The cTuning foundation is a non-profit research and development organization. It is the outcome of Grigori Fursin's initiative started in 2006 to build faster, smaller, more power efficient and reliable computer systems via open repository of optimization knowledge, artifact sharing, reproducible experimentation, universal and multi-objective autotuning and crowd-tuning (experiment crowdsourcing), machine learning and run-time adaptation.
The cTuning foundation is developing an open source knowledge management framework and web-based repository to enable collaborative and reproducible experimentation in computer engineering while exposing it to powerful predictive analytics (statistical analysis, machine learning, detection of missing features, improvement of models) and collective intelligence. The latest version of our technology (Collective Knowledge or CK) is available at GitHub, in Google Play Store and in Debian distribution. You can see latest results from various experiment crowdsourcing (such as GCC/LLVM crowd-tuning) in CK live repository. You can see an example of a CK-based interactive article here (OpenCL crowd-tuning and machine-learning based run-time adaptation). Here are a few papers describing our approach: [ DATE'16, CPC'15, JSC'14, TRUST'14@PLDI'14, GCC Summit'09, IJPP'11, TACO'10, PLDI'10, SMART'09, HiPEAC'09 ]
Our tools and techniques have been successfully used in multiple academic and industrial projects helping the community unify, systematize, standardize and accelerate their previously ad-hoc, complex, time-consuming and error-prone process of benchmarking, autotuning (optimization) and co-design of computer systems (software and hardware). Enabling faster, smaller, cheaper, more energy efficient and reliable computer systems help, in turn, boost innovation in science and technology!
For example, our CK-based, universal, customizable and multi-objective auto-tuner can help gain up to 10x performance speedups and 30% energy savings on various OpenCL/CUDA/CPU libraries without sacrificing accuracy (or up to 20x speed-ups with a small accuracy degradation) as shown in a CK-powered interactive graph below for a popular SLAM algorithm (all points can be reproduced/validated on practically any platform using CK):
Since the beginning of his own research in 1997, Grigori Fursin realized that it will not be possible to advance without sharing artifacts, reproducing empirical experiments, validating others' results and enabling fair comparison of techniques.
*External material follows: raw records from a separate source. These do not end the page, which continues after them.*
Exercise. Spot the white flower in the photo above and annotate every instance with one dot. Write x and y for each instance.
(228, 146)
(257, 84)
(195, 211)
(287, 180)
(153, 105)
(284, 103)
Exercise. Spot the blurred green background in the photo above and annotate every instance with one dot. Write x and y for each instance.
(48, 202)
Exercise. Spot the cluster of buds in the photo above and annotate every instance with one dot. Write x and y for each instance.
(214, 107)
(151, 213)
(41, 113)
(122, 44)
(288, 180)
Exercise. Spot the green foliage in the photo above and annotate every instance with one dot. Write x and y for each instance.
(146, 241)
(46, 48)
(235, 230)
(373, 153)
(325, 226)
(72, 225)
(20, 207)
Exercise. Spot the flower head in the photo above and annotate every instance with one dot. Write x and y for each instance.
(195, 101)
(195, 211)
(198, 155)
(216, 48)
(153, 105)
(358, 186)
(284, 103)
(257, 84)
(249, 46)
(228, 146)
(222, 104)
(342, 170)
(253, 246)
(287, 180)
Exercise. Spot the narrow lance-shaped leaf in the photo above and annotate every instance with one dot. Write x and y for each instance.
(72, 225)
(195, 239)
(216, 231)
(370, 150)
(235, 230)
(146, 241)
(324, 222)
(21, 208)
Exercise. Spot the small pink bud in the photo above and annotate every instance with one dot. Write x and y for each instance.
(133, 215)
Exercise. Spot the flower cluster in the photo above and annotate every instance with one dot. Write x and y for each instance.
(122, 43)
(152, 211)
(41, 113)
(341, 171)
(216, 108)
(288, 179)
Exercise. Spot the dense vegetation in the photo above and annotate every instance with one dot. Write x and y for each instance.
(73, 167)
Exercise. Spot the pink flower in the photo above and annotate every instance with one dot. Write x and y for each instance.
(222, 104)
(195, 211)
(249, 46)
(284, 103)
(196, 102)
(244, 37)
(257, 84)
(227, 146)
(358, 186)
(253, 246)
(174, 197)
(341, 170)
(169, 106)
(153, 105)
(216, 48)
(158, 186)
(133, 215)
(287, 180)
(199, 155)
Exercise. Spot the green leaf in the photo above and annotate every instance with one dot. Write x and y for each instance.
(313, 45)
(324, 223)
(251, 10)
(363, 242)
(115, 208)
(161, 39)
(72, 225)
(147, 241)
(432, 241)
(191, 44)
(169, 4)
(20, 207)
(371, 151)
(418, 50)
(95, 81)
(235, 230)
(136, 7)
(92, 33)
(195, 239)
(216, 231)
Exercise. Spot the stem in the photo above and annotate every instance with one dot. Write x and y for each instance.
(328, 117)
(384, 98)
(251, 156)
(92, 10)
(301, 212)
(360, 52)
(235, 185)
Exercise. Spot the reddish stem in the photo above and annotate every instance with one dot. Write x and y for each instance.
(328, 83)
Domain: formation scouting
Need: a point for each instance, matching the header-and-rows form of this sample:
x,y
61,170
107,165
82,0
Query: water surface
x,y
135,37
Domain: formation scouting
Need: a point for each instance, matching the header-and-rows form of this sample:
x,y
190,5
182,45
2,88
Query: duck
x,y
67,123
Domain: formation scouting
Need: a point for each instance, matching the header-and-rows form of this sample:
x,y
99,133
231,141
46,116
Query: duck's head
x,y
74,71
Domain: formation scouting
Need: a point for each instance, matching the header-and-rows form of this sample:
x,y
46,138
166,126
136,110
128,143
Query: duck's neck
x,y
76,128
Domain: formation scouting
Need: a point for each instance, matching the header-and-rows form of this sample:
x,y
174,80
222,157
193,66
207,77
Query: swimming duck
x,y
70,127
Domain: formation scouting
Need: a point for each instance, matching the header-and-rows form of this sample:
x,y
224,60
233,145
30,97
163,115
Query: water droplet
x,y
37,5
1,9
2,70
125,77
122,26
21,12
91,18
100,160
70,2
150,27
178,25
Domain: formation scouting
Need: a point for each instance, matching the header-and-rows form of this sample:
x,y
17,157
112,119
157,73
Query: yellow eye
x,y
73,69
Therefore, he spent a considerable effort sharing all artifacts from his own research and promoting new publication model where results are validated by the community. cTuning foundation continued this effort and recently successfully arranged the first workshop in computer engineering where publications and results have been validated by the community (see ADAPT workshop). Furthermore, together with other colleagues, we managed to persuade several major conferences in computer engineering to start artifact evaluation. We are now a part of the ACM taskforce on reproducible research and experimentation! We also actively participate in various international research projects developing novel techniques to improve machine learning, data mining, knowledge discovery, statistical analysis, feature detection, experiment crowdsourcing and so on.